Advertisement

What to Expect From PHP 5.5

by

The first PHP 5.5 alpha has been publicly released. After having some time to test and experiment with it, we can now bring you our in-depth overview of what to look forward for!


Installation

If you'd like to follow along with this article, you'll need to install PHP 5.5 for yourself. You can find the link to the source bundle here. Additionally, if you need the Windows binary file, you can grab it from the same page.

Once you have the source code downloaded, extract everything into a folder and navigate to it with your favorite Terminal program. You can install PHP to wherever you like, but, for convenience, I'm going to create a directory in the root of my drive, called PHP5.5. To create a new folder and then make your user the owner of said folder, type the following into your terminal:

sudo mkdir /PHP5.5
sudo chown username /PHP5.5

Next, you have to decide which extensions and features you want installed with your copy of PHP. Since this is an Alpha version, meant for testing only, I'm not going to worry about making it fully featured. For this tutorial, I am only going to install cURL, but there might be other things that you'd want to add, such as MySQL or zip support. To view a full list of configuration options, run:

./configure -h

Besides the option to install cURL, there are two other properties that we need to set: the prefix and with-config-file-path option. These two properties set up the location of the PHP installation and the .ini file, respectively. So in the terminal, type:

./configure --prefix=/PHP5.5 --with-config-file-path=/PHP5.5 --with-curl=ext/curl

make

make install

The first line configures PHP with cURL, and sets the location to the folder we made earlier. The next two lines build PHP and move the files to the specified directory. The next step is to copy the sample php.ini file to the PHP folder. To do this, run:

cp php.ini-development /PHP5.5/php.ini

You should now have everything installed correctly. The easiest way to test this new version out is to run its built in web server. Navigate to the bin folder inside the PHP5.5 directory (cd /PHP5.5/bin), and type ./php -t /Path/To/Directory -S 0.0.0.0:4444.

  • The -t option sets the server's root directory (i.e. the location where you will place your PHP files)
  • The -S property sets the IP address and port number where the server should bind to. Using 0.0.0.0 for the IP address tells the server to listen on all IP addresses (e.g. localhost, 127.0.0.1, 192.168.0.100, etc.).

If all goes well, you should be greeted with a message telling you that the server is listening on the IP/port specified, and it will tell you the document root where it's serving from. We can now start toying with the new features!


Generators

Generators allow you to create custom functions, which retain state between runs.

The biggest addition to PHP 5.5 has got to be generators. Generators allow you to create custom functions, which retain state between runs. It works off a new keyword, called yield, which can be used in a function for both inputting and outputting data.
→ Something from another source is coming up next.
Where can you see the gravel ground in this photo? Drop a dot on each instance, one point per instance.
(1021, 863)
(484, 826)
Essentially, when the function gets to a line that contains the yield command, PHP will freeze the function's execution and go back to running the rest of your program. When you call for the function to continue - either by telling it to move on or by sending it data - PHP will go back to the function and pick up where it left off, preserving the values of any local variables that were defined up to there.

This may sound somewhat cool at first, but if you give it some thought, this opens doors to a lot of interesting design options. Firstly, it simulates the effects of other programming languages that have "Lazy Evaluation," like Haskell. This alone allows you to define infinite data sets and model math functions after their actual definition. Besides that, you don't have to create as many global variables; if a variable is only meant for a specific function, you can include it in a generator, and things like counters happen automatically by the generator itself in the form of the returned object's key.
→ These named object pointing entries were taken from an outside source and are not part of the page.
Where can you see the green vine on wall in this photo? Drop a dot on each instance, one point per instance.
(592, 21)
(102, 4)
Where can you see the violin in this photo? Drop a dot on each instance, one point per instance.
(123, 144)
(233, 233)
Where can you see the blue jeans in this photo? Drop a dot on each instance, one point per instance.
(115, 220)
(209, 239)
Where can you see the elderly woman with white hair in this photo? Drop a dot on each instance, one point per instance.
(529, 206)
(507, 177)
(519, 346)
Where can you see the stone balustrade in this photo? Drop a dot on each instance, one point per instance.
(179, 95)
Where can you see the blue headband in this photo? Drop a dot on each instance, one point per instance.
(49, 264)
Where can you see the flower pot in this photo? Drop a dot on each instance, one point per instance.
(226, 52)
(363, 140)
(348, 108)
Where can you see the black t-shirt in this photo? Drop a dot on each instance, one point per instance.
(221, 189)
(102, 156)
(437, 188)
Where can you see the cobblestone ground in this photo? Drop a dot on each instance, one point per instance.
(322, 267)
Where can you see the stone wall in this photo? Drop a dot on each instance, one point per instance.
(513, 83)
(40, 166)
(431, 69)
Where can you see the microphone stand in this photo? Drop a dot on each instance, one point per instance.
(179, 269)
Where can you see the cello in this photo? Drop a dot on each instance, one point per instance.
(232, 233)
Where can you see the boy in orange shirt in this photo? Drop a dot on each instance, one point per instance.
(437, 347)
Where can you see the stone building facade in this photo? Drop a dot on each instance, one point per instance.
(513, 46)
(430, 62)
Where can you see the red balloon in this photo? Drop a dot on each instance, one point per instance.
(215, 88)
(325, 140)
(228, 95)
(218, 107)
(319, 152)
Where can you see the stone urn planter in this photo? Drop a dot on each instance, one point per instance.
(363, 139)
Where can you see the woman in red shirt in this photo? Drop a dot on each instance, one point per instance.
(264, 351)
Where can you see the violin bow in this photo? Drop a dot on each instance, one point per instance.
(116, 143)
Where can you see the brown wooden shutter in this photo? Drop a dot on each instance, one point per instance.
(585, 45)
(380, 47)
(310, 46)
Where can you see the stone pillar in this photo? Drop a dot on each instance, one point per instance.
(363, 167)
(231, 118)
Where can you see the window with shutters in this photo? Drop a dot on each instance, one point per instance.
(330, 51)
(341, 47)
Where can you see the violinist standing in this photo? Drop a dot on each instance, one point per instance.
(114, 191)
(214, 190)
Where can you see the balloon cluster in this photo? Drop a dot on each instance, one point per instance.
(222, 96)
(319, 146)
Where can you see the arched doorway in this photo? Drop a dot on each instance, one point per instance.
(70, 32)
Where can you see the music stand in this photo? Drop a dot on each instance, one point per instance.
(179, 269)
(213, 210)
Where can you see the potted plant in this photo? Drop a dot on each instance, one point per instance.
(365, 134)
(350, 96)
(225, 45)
Well that's enough theory for now; let's take a look at a generator in action. To start off, navigate to the document root you defined when running the PHP server, and create a file, called "index.php". Now, open up the file and type in the following:

function fibonacci(){
    $a = 0;
    $b = 1;

    while(true)
    {
        $a = $a + $b;
        $b = $a - $b;
        yield $a;
    }
}

This is the "Hello World" function of infinite datasets. It's a function that will output all fibonacci numbers. To use the generator, all you have to do is type:

$fib = fibonacci();
$fib->current();
$fib->next();
$fib->current();
//...

What's happening here is we're making $fib a generator object, and then you have access to the underlying commands, like current() and next(). The current() function returns the current value of the generator; this is the value of whatever you yielded in the function - in our case, $a. You can call this function multiple times and you will always get the same value, because the current() function doesn't tell the generator to continue evaluating its code. That's where the next() function comes in; next() is used to unfreeze the iterator and continue on with the function. Since our function is inside an infinite while loop, it will just freeze again by the next yield command, and we can get the next value with another call to current().
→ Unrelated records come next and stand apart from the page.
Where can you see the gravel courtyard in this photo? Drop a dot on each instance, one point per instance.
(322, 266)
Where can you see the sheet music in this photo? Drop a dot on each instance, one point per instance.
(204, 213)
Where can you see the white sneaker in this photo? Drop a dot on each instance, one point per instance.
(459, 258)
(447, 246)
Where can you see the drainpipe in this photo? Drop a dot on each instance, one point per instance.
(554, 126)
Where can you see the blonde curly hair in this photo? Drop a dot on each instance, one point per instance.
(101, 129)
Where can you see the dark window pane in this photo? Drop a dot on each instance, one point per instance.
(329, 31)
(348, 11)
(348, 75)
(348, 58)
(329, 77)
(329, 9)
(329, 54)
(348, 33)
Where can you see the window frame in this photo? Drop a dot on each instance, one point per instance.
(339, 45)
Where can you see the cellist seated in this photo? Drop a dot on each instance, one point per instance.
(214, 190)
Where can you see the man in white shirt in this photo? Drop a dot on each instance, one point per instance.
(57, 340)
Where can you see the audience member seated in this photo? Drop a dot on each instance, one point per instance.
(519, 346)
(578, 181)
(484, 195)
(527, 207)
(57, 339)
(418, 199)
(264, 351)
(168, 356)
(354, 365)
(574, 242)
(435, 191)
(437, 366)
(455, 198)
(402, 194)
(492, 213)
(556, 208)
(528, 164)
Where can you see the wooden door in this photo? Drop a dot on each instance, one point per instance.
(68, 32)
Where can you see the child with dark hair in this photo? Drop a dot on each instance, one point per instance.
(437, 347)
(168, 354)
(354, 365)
The benefit to generators is that the local variables are persistent.

If you needed to do accomplish something like this in the past, you would have to put some kind of for loop which pre-calculates the values into an array, and halts after a certain number of iterations (e.g. 100), so as not to overload PHP. The benefit to generators is that the local variables are persistent, and you can just write what the function is supposed to do, as apposed to how it should do it. What I mean by this is that you simply write the task and don't worry about global variables, and how many iterations should be performed.

The other way yield can be used is to receive data. It works in the same way as before: when the function gets to a line with the yield keyword, it will stop, but, instead of reading data with current(), we will give it data with the send() function. Here is an example of this in action:

function Logger(){
    $log_num = 1;

    while(true){
        $f = yield;
        echo "Log #" . $log_num++ . ": " . $f;
    }
}

$logger = Logger();

for($i = 0; $i<10; $i++){
    $logger->send($i*2);
}

This is a simple generator for displaying a log message. All generators start off in a paused state; a call to send (or even current) will start the generator and continue until it hits a yield command. The send command will then enter the sent data and continue to process the function until it comes to the next yield. Every subsequent call to send will process one loop; it will enter the sent data into $f, and then continue until it loops back to the next yield.

So why not just put this into a regular function? Well, you could, but, then, you would either need a separate global variable to keep track of the log number, or you would need to create a custom class.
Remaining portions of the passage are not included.